Há onze anos decidi alterar o rumo à minha vida profissional, não foi uma mudança radical, mas implicou a mudança de estabelecimento escolar. Deixei de estar num sistema “convencional” e passei a lecionar numa escola inserida num contexto hospitalar.
Os primeiros quinze dias foram muito duros. Todos os dias chorei, pensei que aquele tinha sido o maior erro e que não iria aguentar a pressão. Sempre o medo instalado de não conseguir obedecer ao currículo imposto pela tutela. O medo de não cumprir a planificação e acima de tudo não conseguir atingir objetivos. O problema é que a população discente não me permitia seguir esta formalidade. Não me permitia alcançar resultados mensuráveis. O tempo passou, cresci, amadureci, adaptei-me a uma realidade dura e que se vislumbrava e vislumbra diferente dia após dia.

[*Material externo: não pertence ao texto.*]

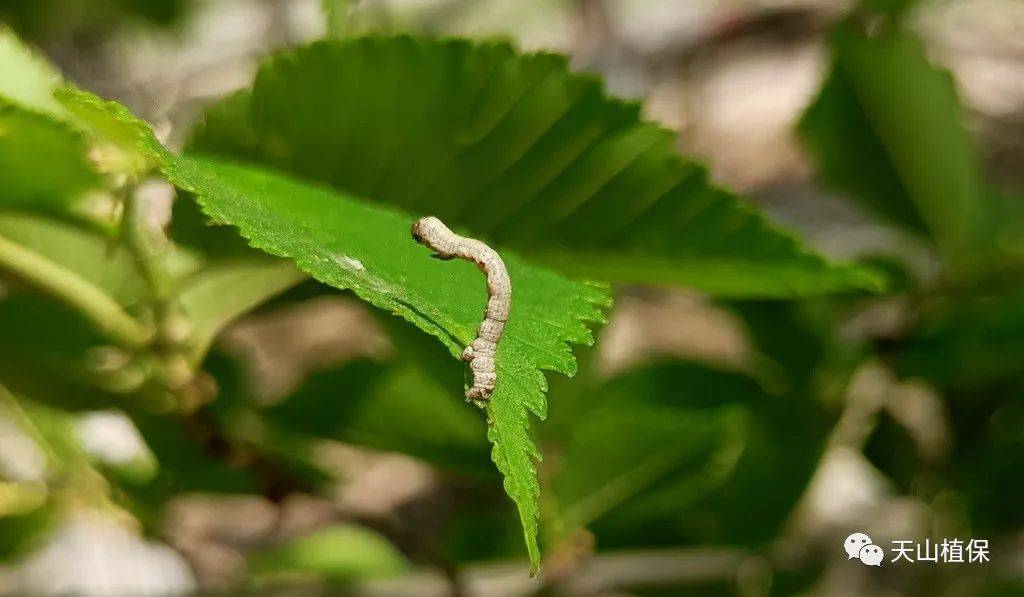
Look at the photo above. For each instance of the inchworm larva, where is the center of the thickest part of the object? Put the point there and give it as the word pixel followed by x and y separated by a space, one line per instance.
pixel 480 352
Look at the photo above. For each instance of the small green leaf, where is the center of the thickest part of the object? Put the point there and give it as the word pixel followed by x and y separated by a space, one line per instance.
pixel 351 245
pixel 219 293
pixel 42 162
pixel 28 78
pixel 86 253
pixel 887 129
pixel 516 148
pixel 123 143
pixel 343 553
pixel 120 141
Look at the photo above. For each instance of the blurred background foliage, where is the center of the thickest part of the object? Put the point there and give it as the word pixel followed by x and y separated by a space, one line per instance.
pixel 748 406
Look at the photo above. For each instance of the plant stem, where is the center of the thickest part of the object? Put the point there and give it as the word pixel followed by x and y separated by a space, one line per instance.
pixel 75 291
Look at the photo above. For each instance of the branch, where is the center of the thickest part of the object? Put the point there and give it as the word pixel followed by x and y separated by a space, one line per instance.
pixel 75 291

Desde que sou gente que sonhei ser Professora. Permitam-me que utilize o “P” maiúsculo. Só quem sente esta profissão sabe que um professor só é Professor se o for com “P” maiúsculo. Eu quero ser Professora! Tenho em mim que me esforço por assim ser. Professora!

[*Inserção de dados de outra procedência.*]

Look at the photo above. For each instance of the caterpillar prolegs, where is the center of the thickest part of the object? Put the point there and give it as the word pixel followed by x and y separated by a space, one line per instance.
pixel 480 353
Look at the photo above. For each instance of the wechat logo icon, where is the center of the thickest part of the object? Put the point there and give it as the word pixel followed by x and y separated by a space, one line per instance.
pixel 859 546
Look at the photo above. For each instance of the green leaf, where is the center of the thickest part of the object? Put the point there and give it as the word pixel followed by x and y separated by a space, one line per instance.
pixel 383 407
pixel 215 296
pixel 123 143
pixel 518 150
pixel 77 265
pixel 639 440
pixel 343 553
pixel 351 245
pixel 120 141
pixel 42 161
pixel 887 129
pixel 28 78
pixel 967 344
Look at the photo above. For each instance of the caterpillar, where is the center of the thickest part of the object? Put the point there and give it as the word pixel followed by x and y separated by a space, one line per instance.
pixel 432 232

Sou humana, falho. Há dias em que vou trabalhar cansada, sem vontade e que me apetece tudo menos entrar naquele velho edifício, obsoleto e fétido. Normalmente nunca vou no elevador, opto por subir as escadas, mas também há alturas em que as pernas pesam e apetece-me fugir. Nunca sei o que me espera… Aprendi: “Um dia de cada vez”, a vida ensinou-me que é assim. É assim na minha vida profissional e pessoal. Continuando, subo as escadas e tiro a chave para abrir a porta. Entro na sala. É assim há onze anos. A sala cheira a escola. Como adoro o cheiro da escola. A escola para ser escola, tem de ter alunos! Uma escola em período de férias letivas não tem cheiro, não tem alegria. Faltam os seus protagonistas. Faltam as crianças, faltam aqueles olhos brilhantes e ávidos por aprenderem.
A minha escola é diferente. Uma única sala. Tudo muda quando entro na sala, tudo muda quando vou às enfermarias e contacto com as crianças. Tudo muda quando elas não podem vir à sala (escola) e sou eu que vou às enfermarias onde elas se encontram em isolamento, confinadas a um quarto e a uma cama. Tudo muda quando procuro dar um novo sentido aos que, embora crianças, a vida se lembrou de lhes pregar uma partida! Pregou uma partida a eles e às famílias que tantas vezes se encontram perdidas à procura da normalidade que lhes fugiu sem darem por isso. Tudo muda. O meu cansaço vai embora, as pernas ficam leves, já não me apetece fugir. Sei que tenho de estar ali! Sei que aquela foi a minha escolha e que a minha escolha foi acertada. Sei que os meus alunos dificilmente me vão permitir cumprir as planificações, alcançar objetivos. Mas sei que os meus alunos me permitem ser Professora e ser Professora no hospital significa ensinar e aprender. Diria que aprender mais do que ensinar. Aprender a amar, aprender a rir, aprender a chorar, aprender a ser mais Pessoa. Aprender a ser mais Professora.
Vivi nos últimos 4 meses momentos únicos. Acredito que ensinei, mas também aprendi. Acredito que não atingi objectivos mensuráveis, mas não estou preocupada com isso.
Acredito que cresci, acredito que a esperança aquece a alma e o coração. Acredito que a vida é muito injusta. Acredito que ao mesmo tempo que ensino Português, Matemática… também posso pegar no garfo e ajudar a comer! Aprendi, mais uma vez, que as crianças são aqueles que mais nos ensinam.
Finalmente, aprendi que o melhor de ser Professora é sentir uns braços magros, num corpo frágil, marcado pela doença, que me enlaçam e me enchem de carinho. Aprendi que mesmo no meio do sofrimento há sempre espaço para a ternura, para o amor! No meio do sofrimento há quem tenha força para chorar e dizer: “Professora, vou ter muitas saudades tuas! Professora como vou ficar sem ti?” Sou uma privilegiada. Agradeço a Deus a oportunidade que me dá todos os dias. Ser Professora. Obrigada.